Dr. Sarah Alexander - ChildForum NZ

Women today can do any job, so why do we still see large numbers of women workers in childcare kindergarten and other early childhood services?

Answers to this question usually go along the lines of: “it’s a job that women are best suited to” and “what man would want to work with children anyway?”

Diversity and equal employment opportunity policies have opened the door for women in traditional male occupations and boardrooms, but have clearly not made as much as, even a scratch, to the stereotypes pervading early childcare work.

Just under 98 per cent of all staff working with children in any Ministry of Education licensed early childhood service are women – 24,788 females to 494 males.

The early childhood sector thus provides a strong example of occupational segregation which contributes to and helps to explain the gender pay gap in our society and acts to restrain the full utilisation of women’s and men’s talents across the economy.

No government or minister of education has done anything about it, the Ministry of Women’s Affairs has been unconcerned, and the Ministry of Education is still lazily brushing the teacher gender issue under the carpet.

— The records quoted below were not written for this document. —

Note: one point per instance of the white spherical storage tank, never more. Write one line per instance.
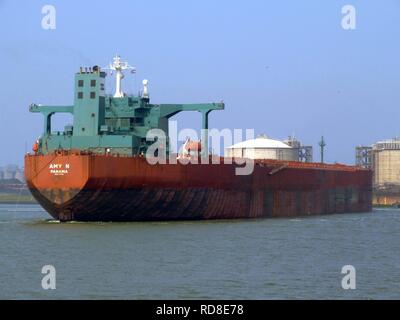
(263, 148)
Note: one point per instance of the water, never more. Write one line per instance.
(247, 259)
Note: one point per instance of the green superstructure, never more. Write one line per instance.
(112, 124)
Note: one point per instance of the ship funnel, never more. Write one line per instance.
(145, 83)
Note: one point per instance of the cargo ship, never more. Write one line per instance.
(97, 169)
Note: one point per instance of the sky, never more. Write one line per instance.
(281, 67)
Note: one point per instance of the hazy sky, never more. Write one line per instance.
(281, 67)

A reporter for The Dominion Post recently questioned the Ministry of Education on its commitment to increasing male representation in early childhood teaching and was told that it would be sexist of it to have policy on improving gender diversity in early childhood teaching.

“It has been confirmed by the Human Rights Commission that we cannot discriminate through affirmative action or by providing scholarships on the basis of gender, because men are not a disadvantaged group,” the senior ministry official was quoted as saying.

I thought this was a rather strange reply, but wanted to learn more so I asked the senior official for a copy of the advice the ministry had received from the HRC. Instead, my request was put forward by the official to be considered under the Official Information Act and two months later and well outside the up to 20 working days allowed by the act, I received a reply.

The ministry replied that in actual fact it has no record of discussion with the HRC on this particular matter and that it checked with the HRC, which also has no record of having given advice.

This revelation could be seen as quite shocking, but it characterises the political stance that has been taken for a long time to preserve gender stereotypes and hence maintain early childhood education as a low paid and low status job.

Back in 2006 the Minister of Education Steve Maharey, was asked by a TVNZ Sunday programme reporter “does it bother you that there are so few men (in early childhood education)?”

The minister replied: “Yes, it does worry me. The recruitment material at the moment is overwhelmingly dominated by women because that is who is in the sector. What we have to do is re-present this sector in education as something that is a good place for men to go and that is what we are beginning to do. We are producing material now that portrays men in the setting”.

The reporter asked, “when are these DVDs coming out?”. The minister replied, “pretty much in the next month or so”. The reporter’s voice-over said to the viewer, “Well, that was not quite right, the minister said that six weeks ago and the ministry says the DVD won’t be out until the end of the year and yes there will be a few blokes but the ministry says this is not a male recruitment drive”.

In 2013 I wrote to the Minister of Education, Hekia Parata, and asked what she and the Government would be doing to address the issue of gender balance in the early childhood education workforce.

Parata in effect replied that she was unconcerned and would be doing nothing in saying thank you for the letter and only that the Government had set a target of getting 98 per cent of all children into early childhood education by 2016 and was focusing on that.

There is opportunity as we enter election year for opposition parties, if they have the courage, to really challenge and embarrass the government on this issue on behalf of women, men and children.

But really why can’t those holding office and officials providing advice see that the issue needs to be picked up?

It can’t be concern for child safety that is holding back change. The case that led to hysteria and much discrimination against men working with children, the Christchurch City Council centre case was over 20 years ago. Early childhood teachers today undergo police checks and there are rules and procedures in place in centres to mitigate risk.

A national survey of early childhood services and teacher educators by the ChildForum Early Childhood Network showed strong support for more male teachers in the sector. Not only was it perceived that a better gender balance would benefit children’s learning outcomes and the quality of early childhood education children receive, it would also improve staff team dynamics and bring in different perspectives.

Men are welcome in early childhood education and it is time for our political institutions and leaders to stop being resistant to putting in place policies and targets to improve gender diversity in the sector.

Dr Sarah Alexander is chief executive of ChildForum in NZ, a parent of 5 children, former early childhood teacher and university academic, and an internationally recognised expert on men in teaching.